Mayor John Cooper has signed an ordinance that moves Nashville a decade ahead in sustainability.
Legislation advanced by Mayor Cooper’s administration (BL2020-458) substantially updates Metro’s building codes and energy standards, which previously relied on 2012 model codes with guidelines dating as far back as 2009.
The new upgrades significantly improve energy efficiency while reducing the environmental impact of building design and construction and strengthen home construction requirements for tornado resistance.
“Our homes, just like Nashville itself, require investments and modernized standards to operate more efficiently and more cost-effectively,” Cooper said. “When those improvements not only lower home energy costs, but also reduce the city’s carbon footprint and further protect homeowners, it makes even more sense to adopt them.”
Cooper thanked local construction, home efficiency, architecture and design professionals, as well as members of the Mayor’s Sustainability Advisory Committee, who worked to support the ordinance.
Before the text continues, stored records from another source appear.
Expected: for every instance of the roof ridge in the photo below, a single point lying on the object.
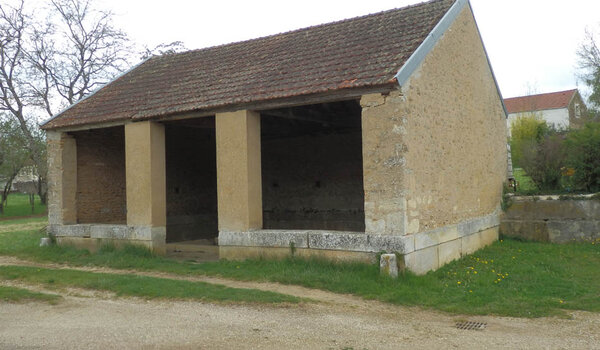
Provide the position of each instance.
(298, 30)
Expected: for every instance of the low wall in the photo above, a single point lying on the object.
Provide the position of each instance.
(553, 219)
(422, 252)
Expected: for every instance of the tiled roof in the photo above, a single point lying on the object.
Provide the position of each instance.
(360, 52)
(552, 100)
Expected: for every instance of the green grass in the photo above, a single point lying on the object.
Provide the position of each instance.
(140, 286)
(18, 205)
(513, 278)
(11, 294)
(19, 221)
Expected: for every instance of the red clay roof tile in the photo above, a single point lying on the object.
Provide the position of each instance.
(360, 52)
(552, 100)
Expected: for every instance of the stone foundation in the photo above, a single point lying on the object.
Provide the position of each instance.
(422, 252)
(93, 236)
(549, 219)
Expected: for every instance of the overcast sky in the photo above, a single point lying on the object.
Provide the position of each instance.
(531, 43)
He also recognized Metro Council co-sponsors Colby Sledge, Tom Cash, Brett Withers, Freddie O’Connell, Kathleen Murphy, Ginny Welsch, Burkley Allen, Sean Parker, Emily Benedict, Tonya Hancock, Brandon Taylor, Angie Henderson, Delishia Porterfield, Erin Evans, and Zulfat Suara.
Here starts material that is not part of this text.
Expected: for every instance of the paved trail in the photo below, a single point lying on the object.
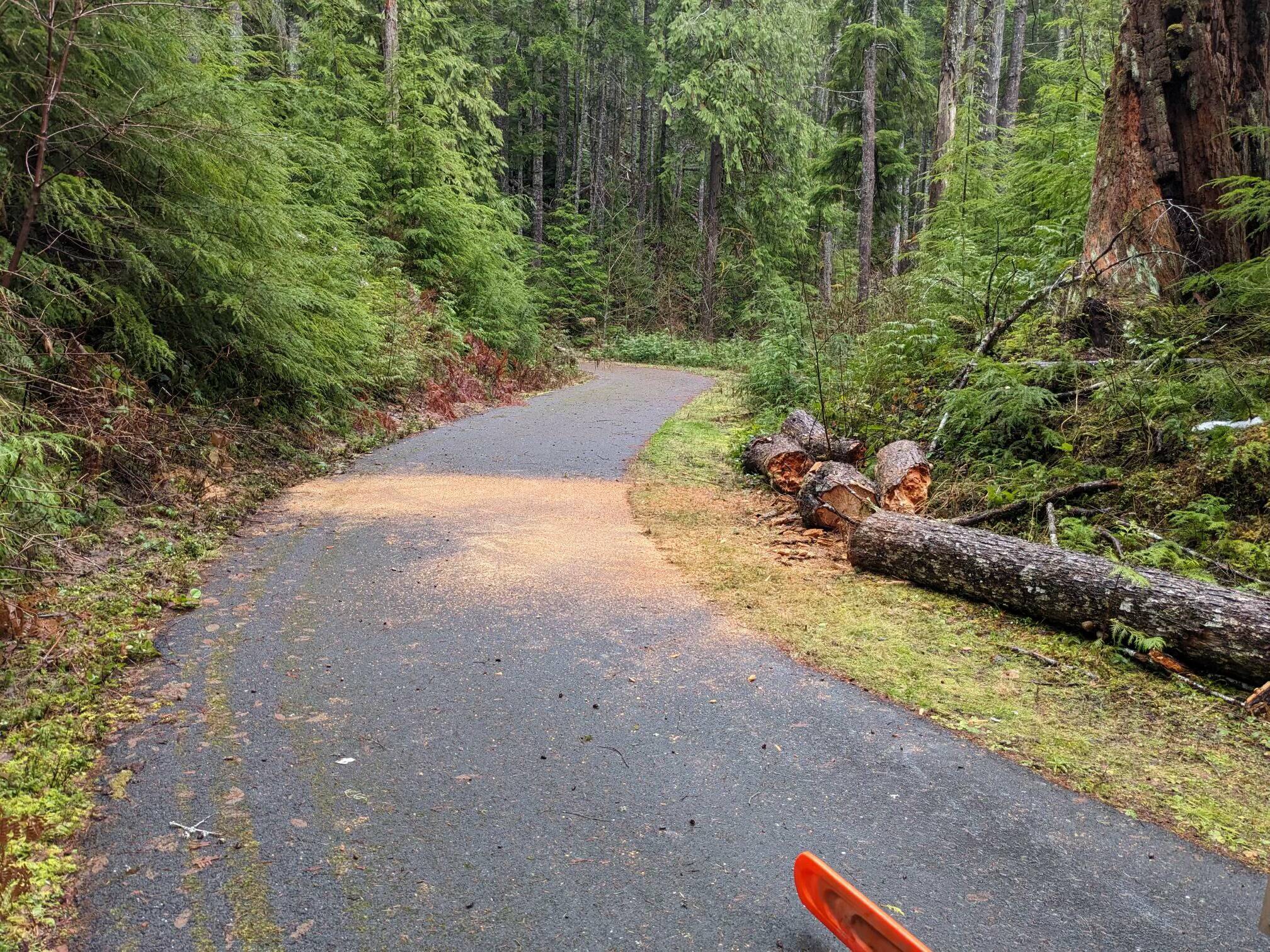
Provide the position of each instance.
(455, 700)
Tennessee’s energy production costs are among the nation’s lowest, yet average residential electric bills in Tennessee are higher than most (the result of poor energy use and insulation standards). Furthermore, lower-income residents are more vulnerable to higher utility costs that result from inefficient building standards.
Cooper’s measure is designed to reduce energy use by up to 30%, providing net lifetime savings of $8,034 for every single-family dwelling unit, according to analysis by Pacific Northwest National Laboratory on behalf of the U.S. Department of Energy.
Cooper’s legislation is also seen as a way to attract investment.As cities compete for businesses that set their own carbon reduction goals, the adoption of energy-efficient building codes has emerged as a key technique for attracting industry, according to Michael P. Vandenbergh, professor and co-director of the Energy, Environment and Land Use Program at Vanderbilt University Law School and a recent appointee to Nashville’s Electric Power Board.
Cooper’s measure also raises the threshold for tornado and high-wind resistance from 90 miles per hour to 115.
The Mayor’s Sustainability Advisory Committee, formed in 2019, continues to work on broad recommendations.